On a proof that left artinian implies left noetherian

Questions: [Refer to below] Could one elaborate on $\rm\color{#c00}{(a)}$, $\rm\color{#c00}{(b)}$ and $\rm\color{#c00}{(c)}$ ? My thoughts :

$\rm\color{#c00}{(a)}$ For $r+J\in R/J$ and $j+J^{i+1}\in J^i/J^{i+1}$, is $(r+J)(j+J^{i+1}):=rj+J^{i+1}$ ?

$\rm\color{#c00}{(b)}$ $J^i=Rj_1+Rj_2+\cdots+Rj_n\implies J^i/J^{i+1}=(R/J)j_1+(R/J)j_2+\cdots+(R/J)j_n$ ?

$\rm\color{#c00}{(c)}$ I guess it is a consequence of $R/J$ being semisimple, but I don't see it :(.

Thm: Let $R$ be a left artinian ring such that its Jacobson radical $J(R)$ is nilpotent. Then $R$ is left noetherian.

Proof: [Brief sketch] Let $J:=J(R)$ and $$R\supseteq J\supseteq J^2\supseteq \cdots\supseteq J^n=0.$$ One can argue that it suffices to show $J^i/J^{i+1}$ is noetherian for all $i$.

$\rm\color{#c00}{(a)}$ $J^i/J^{i+1}$ is a $R/J$-module.

One can show that $R/J$ is semisimple and that $J^i$ is of finite type over $R$.

Hence,
$\rm\color{#c00}{(b)}$ $J^i/J^{i+1}$ is a $R/J$-module of finite type and $\rm\color{#c00}{(c)}$ $J^i/J^{i+1}$ is semisimple.

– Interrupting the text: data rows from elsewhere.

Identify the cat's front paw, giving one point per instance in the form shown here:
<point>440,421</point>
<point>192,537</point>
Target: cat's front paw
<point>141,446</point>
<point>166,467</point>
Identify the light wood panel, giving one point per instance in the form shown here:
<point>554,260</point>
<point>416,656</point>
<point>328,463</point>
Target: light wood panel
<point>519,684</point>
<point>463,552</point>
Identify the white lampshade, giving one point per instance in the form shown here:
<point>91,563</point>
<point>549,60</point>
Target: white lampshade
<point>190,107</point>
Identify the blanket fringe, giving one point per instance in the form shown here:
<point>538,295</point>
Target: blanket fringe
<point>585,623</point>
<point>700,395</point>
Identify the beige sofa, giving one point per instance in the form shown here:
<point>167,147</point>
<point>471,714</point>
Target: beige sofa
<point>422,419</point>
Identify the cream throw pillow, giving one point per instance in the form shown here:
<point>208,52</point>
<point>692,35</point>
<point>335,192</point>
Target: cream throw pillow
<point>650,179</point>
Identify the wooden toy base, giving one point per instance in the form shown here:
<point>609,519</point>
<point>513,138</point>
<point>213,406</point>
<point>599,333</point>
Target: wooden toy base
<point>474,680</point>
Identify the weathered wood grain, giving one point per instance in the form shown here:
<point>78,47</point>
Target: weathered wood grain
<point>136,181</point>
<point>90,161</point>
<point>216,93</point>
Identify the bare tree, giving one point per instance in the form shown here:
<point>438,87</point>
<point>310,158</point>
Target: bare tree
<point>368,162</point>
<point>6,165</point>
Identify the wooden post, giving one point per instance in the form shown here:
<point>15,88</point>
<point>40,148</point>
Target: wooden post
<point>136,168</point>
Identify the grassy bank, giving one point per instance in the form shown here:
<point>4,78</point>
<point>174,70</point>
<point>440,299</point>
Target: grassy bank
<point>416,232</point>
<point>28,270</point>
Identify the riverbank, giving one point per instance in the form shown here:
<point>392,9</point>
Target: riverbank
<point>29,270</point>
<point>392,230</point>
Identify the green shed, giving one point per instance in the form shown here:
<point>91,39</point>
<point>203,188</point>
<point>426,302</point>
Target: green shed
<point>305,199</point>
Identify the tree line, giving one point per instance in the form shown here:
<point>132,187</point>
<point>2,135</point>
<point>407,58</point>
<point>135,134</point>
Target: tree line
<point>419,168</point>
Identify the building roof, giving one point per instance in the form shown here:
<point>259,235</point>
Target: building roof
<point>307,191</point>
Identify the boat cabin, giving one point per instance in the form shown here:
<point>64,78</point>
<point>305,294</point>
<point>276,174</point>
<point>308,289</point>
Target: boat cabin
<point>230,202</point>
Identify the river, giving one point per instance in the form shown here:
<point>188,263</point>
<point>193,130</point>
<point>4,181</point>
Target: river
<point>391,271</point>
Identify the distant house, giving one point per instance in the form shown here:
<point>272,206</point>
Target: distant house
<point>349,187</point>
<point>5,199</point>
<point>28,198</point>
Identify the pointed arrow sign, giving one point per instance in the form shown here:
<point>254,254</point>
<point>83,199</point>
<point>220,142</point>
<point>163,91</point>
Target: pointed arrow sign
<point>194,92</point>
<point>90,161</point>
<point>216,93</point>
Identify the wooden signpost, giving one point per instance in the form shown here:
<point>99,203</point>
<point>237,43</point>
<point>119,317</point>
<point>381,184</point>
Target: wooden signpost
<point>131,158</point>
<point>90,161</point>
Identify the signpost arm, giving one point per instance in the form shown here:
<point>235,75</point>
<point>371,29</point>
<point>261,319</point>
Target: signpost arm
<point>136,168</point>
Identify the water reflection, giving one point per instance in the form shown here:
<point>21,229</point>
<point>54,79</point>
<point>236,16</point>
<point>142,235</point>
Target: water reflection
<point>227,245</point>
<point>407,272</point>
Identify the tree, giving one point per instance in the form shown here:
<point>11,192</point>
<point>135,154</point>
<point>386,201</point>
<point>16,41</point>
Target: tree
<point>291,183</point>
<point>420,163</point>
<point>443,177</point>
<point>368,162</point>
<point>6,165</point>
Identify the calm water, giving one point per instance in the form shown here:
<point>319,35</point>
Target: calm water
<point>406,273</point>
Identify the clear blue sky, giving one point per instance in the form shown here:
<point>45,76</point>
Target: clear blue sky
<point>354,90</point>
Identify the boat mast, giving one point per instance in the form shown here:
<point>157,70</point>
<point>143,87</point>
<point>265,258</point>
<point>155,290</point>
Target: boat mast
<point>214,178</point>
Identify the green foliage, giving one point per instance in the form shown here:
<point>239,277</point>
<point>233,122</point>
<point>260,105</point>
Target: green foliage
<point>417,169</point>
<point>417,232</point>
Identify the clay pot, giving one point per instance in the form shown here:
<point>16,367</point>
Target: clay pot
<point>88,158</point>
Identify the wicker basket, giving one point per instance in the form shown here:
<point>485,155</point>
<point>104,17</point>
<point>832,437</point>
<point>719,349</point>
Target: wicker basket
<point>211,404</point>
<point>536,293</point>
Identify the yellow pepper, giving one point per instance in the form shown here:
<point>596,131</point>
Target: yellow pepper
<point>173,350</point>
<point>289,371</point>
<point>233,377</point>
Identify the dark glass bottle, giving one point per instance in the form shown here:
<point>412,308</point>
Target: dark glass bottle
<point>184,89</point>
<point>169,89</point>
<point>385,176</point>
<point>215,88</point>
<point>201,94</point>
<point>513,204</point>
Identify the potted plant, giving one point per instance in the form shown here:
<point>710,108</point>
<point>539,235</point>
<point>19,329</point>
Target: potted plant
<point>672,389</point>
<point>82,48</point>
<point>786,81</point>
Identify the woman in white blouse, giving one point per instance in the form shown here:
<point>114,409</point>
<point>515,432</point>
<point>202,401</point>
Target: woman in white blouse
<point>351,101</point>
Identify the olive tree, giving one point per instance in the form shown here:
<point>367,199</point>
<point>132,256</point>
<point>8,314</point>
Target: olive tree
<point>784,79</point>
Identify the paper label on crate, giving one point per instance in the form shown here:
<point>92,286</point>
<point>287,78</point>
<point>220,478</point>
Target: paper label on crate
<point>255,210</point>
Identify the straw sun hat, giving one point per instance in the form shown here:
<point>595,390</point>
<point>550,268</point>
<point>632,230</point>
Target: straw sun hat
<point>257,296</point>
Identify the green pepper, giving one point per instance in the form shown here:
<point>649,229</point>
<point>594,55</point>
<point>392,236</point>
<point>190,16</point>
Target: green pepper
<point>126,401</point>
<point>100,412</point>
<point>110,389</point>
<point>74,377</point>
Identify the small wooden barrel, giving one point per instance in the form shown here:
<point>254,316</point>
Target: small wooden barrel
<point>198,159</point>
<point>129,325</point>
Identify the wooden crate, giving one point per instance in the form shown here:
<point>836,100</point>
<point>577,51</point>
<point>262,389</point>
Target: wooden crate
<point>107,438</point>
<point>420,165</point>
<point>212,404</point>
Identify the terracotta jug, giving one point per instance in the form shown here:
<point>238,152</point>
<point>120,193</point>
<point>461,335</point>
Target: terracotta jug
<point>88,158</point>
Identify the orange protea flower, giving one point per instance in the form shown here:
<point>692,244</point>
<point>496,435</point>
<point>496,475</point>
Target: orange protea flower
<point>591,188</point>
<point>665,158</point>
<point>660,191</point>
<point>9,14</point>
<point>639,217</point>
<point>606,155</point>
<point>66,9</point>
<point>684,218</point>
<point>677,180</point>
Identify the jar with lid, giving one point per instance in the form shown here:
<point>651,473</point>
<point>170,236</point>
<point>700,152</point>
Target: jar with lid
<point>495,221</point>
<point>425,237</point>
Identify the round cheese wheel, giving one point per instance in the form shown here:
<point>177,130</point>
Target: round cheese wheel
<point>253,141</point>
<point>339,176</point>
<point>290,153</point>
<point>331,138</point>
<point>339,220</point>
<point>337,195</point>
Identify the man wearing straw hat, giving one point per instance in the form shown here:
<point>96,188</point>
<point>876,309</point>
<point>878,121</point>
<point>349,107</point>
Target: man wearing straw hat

Then $J^i/J^{i+1}$ is noetherian (by a known characterization of semisimple noetherian modules). $\blacksquare$

(a) Yes.

(b) Yes.

(c) Over a semisimple ring every non-zero module is semisimple (as a quotient of a free module which is a direct sum of copies of your semisimple ring, hence semisimple).

• I don't understand what you wrote in parentheses. What quotient are you talking about exactly? What direct sum of copies of the semisimple ring? Why is the quotient semisimple? I did try to understand but I failed, sorry. All I thought: If $M$ is a non-zero $R$-module, in general, does an index set $I$ exist such that we have an epimorphism from $\bigoplus_{i\in I} R$ to $M$ ? Then we could quotient and $M$ would be a quotient of a direct sum of copies of the semisimple ring... – Guest Dec 17 '14 at 18:49
• (continued) Then I didn't know if the direct sum would be free, and if the quotient of the direct sum is the direct sum of quotients, etc. and if that would be useful. Essentially if you could elaborate then I could see what exactly you mean. – Guest Dec 17 '14 at 18:50
• @Guest Yes, there is always a free $R$-module $F$ and an epimorphism $F\to M$. (Is this clear?) Then recall that a direct sum of semisimple modules (and $R$ is a semisimple $R$-module by hypothesis) is also semisimple, so $F$ is semisimple. Moreover, from the fundamental theorem of isomorphism for modules there is $N\subset F$ a submodule such that $F/N\simeq M$. Now recall that a quotient module of a semisimple module is also semisimple. (More details can be found here, Corollary 2.6, 2.7.) – user26857 Dec 17 '14 at 18:58

Let $A$ and $B$ be ideals of the ring $R$. Then $A/BA$ is a module over $R/B$ in a natural way. Indeed, for $b\in B$ and $a\in A$, the product $ba\in BA$, so $$b(a+AB)=0+AB$$ in the module $A/AB$. Thus $\operatorname{Ann}(A/BA)\supseteq B$. If $M$ is an $R$-module and $\operatorname{Ann}(M)\supseteq B$, then $M$ is a module over $R/B$ by defining $$(r+B)x=rx$$ Specialize the case to $A=J^i$ and $B=J$.

If, with the above notation, $M$ is finitely generated as $R$-module, then it's clearly finitely generated also as $R/B$-module.

If $N$ is a module over $R/B$, then it's also a module over $R$ by defining $ry=(r+B)y$. The lattice of submodules of $N$ is the same when considered either a module over $R/B$ or over $R$. In particular, semisimplicity is preserved (it's a lattice property, that is, being complemented). So in your case you get the chain $$J^k=\{0\}\subseteq J^{k-1}\subseteq\dots\subseteq J\subseteq J^0=R$$ where the quotients $J^{i-1}/J^{i}$ are noetherian as $R$-modules.